Open Source licensing is mainstream today and for modern data science libraries it has become practically the default. Nowadays, it would be a real challenge to do any development work in this domain without using any Open Source software at all. This blog post is about how we are using Open Source across our technology teams which drive our investment decision making (collectively known as Man Alpha Tech). We focus on where we find particular value and how we addressed challenges that we found along the way.
At Man Alpha Tech, the question “Is there an Open Source solution for this?” is usually the first thing we ask when we expand our infrastructure, grow our core platform, or look for building blocks for a new data analysis model. Firstly, this prevents us from reinventing the wheel if an implemented solution already exists. The “free” aspect of Open Source eliminates any overhead of acquiring trial licenses or working with restricted versions. A package can be quickly downloaded and tested in a sandboxed environment, which gives us a quick turnaround evaluation. In most cases, any existing/off-the-shelf solution will likely require some degree of tailoring. We can assess this very quickly and the “open” aspect of Open Source enables us to see if a particular adaptation is straightforward or a major piece of work. With the standardisation of Open Source licenses we know without having to read the fine-print if we can use this component in the given scope of a project. Open Source design is likely to use open standards, allowing to combine components of different origins into a whole that is more than just the sum of its parts. This is the opposite of vendor lock-in, where the boundaries of your ecosystem constrain the use to an externally defined application space and where making two systems of different origins work together is fiddly at best.
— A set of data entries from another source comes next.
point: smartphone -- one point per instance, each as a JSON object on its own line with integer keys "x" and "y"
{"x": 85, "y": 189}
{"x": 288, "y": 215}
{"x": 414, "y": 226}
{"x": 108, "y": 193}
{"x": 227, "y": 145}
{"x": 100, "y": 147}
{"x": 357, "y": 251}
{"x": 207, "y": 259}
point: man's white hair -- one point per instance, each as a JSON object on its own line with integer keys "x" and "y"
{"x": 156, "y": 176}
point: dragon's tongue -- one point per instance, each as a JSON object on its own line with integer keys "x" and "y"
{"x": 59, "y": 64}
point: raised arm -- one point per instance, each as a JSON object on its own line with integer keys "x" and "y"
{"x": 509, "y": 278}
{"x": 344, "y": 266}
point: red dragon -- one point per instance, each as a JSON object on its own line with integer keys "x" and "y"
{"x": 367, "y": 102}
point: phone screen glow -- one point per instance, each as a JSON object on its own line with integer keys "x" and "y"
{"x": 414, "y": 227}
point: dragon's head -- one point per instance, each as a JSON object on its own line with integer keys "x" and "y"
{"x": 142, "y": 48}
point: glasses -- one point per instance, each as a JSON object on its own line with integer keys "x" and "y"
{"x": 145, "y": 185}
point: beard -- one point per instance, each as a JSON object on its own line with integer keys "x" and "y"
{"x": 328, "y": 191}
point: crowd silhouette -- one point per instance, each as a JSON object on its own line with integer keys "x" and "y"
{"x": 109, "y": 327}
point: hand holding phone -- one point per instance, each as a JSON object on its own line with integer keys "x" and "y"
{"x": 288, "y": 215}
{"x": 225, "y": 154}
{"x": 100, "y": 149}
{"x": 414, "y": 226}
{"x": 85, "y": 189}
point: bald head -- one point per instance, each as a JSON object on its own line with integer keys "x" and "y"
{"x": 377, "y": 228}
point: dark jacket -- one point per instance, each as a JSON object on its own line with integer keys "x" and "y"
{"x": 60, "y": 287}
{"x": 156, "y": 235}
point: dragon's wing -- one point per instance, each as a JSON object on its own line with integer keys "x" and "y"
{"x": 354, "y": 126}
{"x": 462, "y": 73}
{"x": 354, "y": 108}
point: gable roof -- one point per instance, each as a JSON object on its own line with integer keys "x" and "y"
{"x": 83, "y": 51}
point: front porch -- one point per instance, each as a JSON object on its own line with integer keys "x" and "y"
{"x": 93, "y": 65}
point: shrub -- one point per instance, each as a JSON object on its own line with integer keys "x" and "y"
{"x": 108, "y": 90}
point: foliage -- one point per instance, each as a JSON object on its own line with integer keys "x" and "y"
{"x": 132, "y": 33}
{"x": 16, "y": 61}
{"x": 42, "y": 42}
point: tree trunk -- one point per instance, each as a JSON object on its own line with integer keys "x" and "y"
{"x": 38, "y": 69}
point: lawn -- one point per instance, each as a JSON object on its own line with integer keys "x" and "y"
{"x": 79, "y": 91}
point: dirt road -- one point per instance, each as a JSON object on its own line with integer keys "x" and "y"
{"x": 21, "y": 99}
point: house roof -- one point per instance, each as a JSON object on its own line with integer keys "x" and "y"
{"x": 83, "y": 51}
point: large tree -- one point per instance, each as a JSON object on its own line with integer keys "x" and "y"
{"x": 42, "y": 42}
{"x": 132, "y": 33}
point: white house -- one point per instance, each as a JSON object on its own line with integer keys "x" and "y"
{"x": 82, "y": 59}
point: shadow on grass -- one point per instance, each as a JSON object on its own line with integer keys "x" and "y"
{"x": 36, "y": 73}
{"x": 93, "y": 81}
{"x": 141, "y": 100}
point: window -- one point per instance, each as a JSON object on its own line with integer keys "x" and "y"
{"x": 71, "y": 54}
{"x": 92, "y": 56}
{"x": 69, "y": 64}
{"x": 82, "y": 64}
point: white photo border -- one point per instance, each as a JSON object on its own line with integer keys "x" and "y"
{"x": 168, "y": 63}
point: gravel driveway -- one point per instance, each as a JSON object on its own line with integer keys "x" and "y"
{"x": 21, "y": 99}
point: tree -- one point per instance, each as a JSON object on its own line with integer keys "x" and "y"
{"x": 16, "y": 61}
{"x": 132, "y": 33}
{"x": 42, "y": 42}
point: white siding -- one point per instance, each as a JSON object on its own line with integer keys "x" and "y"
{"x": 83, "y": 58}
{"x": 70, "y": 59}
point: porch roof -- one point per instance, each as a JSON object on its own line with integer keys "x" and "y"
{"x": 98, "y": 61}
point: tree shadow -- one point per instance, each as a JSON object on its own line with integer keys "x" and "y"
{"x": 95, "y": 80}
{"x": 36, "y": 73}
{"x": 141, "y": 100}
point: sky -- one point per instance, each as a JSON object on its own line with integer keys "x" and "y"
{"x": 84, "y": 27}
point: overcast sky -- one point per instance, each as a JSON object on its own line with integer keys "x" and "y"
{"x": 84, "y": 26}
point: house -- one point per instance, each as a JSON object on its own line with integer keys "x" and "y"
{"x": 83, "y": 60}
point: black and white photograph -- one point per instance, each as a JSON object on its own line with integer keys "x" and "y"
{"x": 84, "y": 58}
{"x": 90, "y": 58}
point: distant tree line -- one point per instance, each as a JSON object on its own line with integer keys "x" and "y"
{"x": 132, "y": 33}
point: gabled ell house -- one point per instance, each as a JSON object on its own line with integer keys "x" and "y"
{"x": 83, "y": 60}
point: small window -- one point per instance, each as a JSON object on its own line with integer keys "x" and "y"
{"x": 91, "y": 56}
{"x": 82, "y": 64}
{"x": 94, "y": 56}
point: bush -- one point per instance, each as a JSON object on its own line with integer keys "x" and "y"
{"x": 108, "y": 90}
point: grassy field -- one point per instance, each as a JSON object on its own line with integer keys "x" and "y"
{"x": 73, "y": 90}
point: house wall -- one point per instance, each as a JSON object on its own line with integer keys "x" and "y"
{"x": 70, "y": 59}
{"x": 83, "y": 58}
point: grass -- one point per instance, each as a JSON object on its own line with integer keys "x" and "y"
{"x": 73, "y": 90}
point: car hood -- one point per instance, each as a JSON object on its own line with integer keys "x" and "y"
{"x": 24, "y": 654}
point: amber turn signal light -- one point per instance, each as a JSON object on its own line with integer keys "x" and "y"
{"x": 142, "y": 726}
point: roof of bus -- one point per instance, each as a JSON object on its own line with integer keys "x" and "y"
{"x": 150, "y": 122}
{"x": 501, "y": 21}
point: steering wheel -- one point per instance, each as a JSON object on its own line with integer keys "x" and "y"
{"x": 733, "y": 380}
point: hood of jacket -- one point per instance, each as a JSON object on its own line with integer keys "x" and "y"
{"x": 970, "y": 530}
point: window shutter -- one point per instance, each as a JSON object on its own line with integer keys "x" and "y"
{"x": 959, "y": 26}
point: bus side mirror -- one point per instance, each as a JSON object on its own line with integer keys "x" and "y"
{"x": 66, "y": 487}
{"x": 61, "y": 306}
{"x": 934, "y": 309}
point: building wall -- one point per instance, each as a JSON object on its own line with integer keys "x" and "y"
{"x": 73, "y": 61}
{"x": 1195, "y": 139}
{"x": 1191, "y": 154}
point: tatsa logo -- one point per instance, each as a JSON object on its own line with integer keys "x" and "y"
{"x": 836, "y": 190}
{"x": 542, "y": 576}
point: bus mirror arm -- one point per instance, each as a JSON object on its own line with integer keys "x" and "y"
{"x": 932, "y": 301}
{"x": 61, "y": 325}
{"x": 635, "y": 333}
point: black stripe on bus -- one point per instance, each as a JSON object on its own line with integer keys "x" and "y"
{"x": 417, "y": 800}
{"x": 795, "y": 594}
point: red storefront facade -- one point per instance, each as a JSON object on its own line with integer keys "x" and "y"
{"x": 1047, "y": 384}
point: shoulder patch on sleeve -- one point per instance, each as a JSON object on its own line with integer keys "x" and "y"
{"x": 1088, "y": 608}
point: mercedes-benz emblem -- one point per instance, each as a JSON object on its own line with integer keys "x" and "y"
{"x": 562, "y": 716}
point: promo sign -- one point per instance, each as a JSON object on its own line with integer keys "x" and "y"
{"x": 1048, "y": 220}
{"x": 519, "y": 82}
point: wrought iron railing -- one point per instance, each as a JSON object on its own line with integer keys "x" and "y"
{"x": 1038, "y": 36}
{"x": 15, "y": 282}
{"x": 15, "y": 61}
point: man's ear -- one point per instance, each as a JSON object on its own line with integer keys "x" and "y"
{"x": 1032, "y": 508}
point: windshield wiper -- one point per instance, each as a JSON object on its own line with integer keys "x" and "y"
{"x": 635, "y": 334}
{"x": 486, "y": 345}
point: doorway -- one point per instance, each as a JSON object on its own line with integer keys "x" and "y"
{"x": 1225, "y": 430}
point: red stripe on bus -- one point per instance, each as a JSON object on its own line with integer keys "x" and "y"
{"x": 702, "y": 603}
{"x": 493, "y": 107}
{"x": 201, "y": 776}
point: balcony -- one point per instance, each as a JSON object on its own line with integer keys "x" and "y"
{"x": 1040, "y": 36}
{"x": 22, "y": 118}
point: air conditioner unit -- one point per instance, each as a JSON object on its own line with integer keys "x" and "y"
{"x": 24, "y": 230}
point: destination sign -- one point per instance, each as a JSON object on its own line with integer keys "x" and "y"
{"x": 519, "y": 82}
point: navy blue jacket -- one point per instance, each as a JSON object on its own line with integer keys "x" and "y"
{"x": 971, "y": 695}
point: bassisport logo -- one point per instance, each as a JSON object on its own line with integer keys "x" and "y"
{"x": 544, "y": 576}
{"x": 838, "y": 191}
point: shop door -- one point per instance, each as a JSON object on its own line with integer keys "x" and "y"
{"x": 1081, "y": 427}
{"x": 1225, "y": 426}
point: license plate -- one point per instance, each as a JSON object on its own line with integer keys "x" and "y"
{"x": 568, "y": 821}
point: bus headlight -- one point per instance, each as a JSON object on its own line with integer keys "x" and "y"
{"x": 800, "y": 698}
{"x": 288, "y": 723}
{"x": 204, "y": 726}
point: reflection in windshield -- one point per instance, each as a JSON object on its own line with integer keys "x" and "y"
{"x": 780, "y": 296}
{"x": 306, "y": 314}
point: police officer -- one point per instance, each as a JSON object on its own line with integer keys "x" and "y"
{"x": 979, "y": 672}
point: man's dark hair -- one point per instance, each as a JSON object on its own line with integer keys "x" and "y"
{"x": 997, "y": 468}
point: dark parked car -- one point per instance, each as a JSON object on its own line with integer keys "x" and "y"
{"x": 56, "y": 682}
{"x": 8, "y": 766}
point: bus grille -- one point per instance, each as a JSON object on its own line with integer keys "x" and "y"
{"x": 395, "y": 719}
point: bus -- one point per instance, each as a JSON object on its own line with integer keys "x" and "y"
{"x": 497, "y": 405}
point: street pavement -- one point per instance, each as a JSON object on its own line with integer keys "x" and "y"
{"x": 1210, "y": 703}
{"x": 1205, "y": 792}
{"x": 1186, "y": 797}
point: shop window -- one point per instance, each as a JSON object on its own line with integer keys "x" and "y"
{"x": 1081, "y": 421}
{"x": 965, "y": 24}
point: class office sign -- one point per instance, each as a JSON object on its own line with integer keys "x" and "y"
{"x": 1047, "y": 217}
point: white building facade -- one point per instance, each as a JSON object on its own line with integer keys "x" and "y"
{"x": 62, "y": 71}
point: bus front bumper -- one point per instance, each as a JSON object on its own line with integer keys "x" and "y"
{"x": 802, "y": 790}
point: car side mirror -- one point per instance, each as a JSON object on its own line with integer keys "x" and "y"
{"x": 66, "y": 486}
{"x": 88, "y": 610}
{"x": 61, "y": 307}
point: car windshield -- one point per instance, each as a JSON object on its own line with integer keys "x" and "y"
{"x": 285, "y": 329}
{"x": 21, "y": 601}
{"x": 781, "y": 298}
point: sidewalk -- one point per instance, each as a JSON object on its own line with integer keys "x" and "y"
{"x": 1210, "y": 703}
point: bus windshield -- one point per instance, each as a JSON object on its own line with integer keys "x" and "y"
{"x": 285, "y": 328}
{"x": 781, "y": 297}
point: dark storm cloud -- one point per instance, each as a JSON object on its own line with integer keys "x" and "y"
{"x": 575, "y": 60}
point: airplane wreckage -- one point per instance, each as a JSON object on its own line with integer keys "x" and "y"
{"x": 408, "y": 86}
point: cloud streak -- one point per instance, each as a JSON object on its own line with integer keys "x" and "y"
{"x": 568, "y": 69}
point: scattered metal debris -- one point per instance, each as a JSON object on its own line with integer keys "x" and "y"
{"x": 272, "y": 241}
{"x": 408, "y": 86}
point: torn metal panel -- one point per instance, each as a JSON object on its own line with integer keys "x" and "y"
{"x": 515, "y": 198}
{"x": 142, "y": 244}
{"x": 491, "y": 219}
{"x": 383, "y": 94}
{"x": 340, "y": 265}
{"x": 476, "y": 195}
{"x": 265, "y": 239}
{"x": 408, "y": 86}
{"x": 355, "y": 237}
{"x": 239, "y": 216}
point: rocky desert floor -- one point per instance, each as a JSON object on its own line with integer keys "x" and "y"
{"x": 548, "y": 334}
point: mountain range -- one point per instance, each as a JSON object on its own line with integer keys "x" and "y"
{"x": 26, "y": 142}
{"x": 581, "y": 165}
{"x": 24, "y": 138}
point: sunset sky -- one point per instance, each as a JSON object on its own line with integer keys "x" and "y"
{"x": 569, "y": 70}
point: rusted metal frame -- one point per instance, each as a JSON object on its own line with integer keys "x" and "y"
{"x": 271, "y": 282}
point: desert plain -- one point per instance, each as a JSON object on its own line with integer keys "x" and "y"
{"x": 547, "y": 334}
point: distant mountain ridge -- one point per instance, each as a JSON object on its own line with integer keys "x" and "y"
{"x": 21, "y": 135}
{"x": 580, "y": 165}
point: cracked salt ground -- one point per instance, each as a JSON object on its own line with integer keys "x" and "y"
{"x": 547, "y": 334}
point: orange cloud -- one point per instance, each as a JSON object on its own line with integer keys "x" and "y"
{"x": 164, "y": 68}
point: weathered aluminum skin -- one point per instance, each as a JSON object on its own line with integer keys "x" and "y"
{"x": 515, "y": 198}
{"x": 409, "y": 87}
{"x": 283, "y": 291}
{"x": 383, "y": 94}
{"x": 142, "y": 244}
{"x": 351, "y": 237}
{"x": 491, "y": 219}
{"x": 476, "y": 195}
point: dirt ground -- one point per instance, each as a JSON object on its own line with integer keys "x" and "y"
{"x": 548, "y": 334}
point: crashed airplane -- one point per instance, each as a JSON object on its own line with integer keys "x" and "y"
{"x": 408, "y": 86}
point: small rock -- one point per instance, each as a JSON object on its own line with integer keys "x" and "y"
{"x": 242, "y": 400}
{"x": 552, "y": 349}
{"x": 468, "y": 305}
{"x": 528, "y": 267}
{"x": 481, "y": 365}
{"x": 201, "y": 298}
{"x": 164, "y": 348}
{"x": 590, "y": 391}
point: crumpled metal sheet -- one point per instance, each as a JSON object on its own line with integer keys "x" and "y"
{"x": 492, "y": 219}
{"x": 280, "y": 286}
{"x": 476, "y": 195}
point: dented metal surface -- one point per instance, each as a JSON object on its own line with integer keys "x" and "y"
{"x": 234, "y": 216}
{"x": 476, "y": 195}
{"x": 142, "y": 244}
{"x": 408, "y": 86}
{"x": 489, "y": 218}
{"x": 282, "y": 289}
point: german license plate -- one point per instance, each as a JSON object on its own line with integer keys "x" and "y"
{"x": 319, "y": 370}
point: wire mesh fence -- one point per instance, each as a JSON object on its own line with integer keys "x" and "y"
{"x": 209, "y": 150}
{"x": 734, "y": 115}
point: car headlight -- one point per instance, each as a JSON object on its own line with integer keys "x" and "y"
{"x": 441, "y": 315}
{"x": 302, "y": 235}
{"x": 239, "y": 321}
We try to give back to the community by releasing some of our libraries and tools under widely used Open Source licenses. These include:
- Arctic: Tick-data store
- PyBloqs: Report generation
- okcli: A command-line tool for OracleDB
- OpenStack load balancing
- Pynorama: NLP data visualisation
- Prometheus monitoring of Pure Storage FlashBlades. You can find all our projects on our github page.
Releasing these components as Open Source benefits us by increasing the user base, external code review and ideally external contributions to the code base. But on top of that having the opportunity to give back when being an active consumer of Open Source software is a very motivating developer experience.
In order to be productive as a developer in this kind of environment, it is necessary to embrace the “you need it, you add it” attitude of Open Source software development. This includes wanting to take ownership of the code rather than delegating responsibility to a third party vendor. Documentation of Open Source projects is often fragmented and can become quickly out of date (there are of course notable exceptions). Digging into the source code directly and reading it like a book is the key skill to overcome this obstacle.
From a software management perspective, it is important that the whole business understands there is value in both using and releasing Open Source software. We profit from making a software component public. These advantages are not self-evident, however, and need to be communicated effectively to all decision makers. Man Group management are very progressive in this regard and this buy-in allows us to extend the Open Source-friendly environment with events like our public Hackathon that focuses on contributing to public Open Source projects. The characteristics of various Open Source licenses need to be understood not only among developers, but also e.g. in the legal team, who have developed a company-wide open source policy for us.
The challenges we encountered with our approach of preferentially using Open Source software were mostly of a technical nature: With a low hurdle to onboard Open Source components by everyone, a large number of packages will end up in our software stack. Sometimes different packages solving the same problem are onboarded by different people at different times. Communication is the key to prevent this kind of duplications in the software stack. This information must be quickly accessible by everyone, and it should be easy to make modifications and form some consensus about which package should be selected as the default. What works well for us is a technology radar inspired by the ThoughtWorks Radar, see Build your own radar. It groups packages into buy/sell/hold categories. Changes can be made and discussed through a git pull-request.
Another challenge when using Open Source at large scale is the health of the underlying Open Source projects. Not every project will be critical for us, e.g. we might be fine sticking to the last stable version for our existing projects and switch to a different library once we do the next major refactoring. Widely used libraries and tools have a large number of stakeholders, so we can be quite confident in their future stability. Our focus is therefore on projects that we rely on substantially and where the project community is comparably small. This is usually in specialised areas where we have good expertise and a view on what a good path for future development would be. Systematically engaging with the project communities e.g. at the annual gathering is one way to keep on top of recent developments and potentially contribute to the project roadmap.
Open Source has been the foundation of our work for a long time. Developer skills together with management buy-in allow us to make effective use of Open Source components. We aim to play an active role and contribute back to the community through releasing internal packages as open-source, contributing to the Open Source projects upstream and by organising Open Source focused events. Standing on the shoulders of giants, we try to add an element of our own creativity and gain further insights based on our tech development.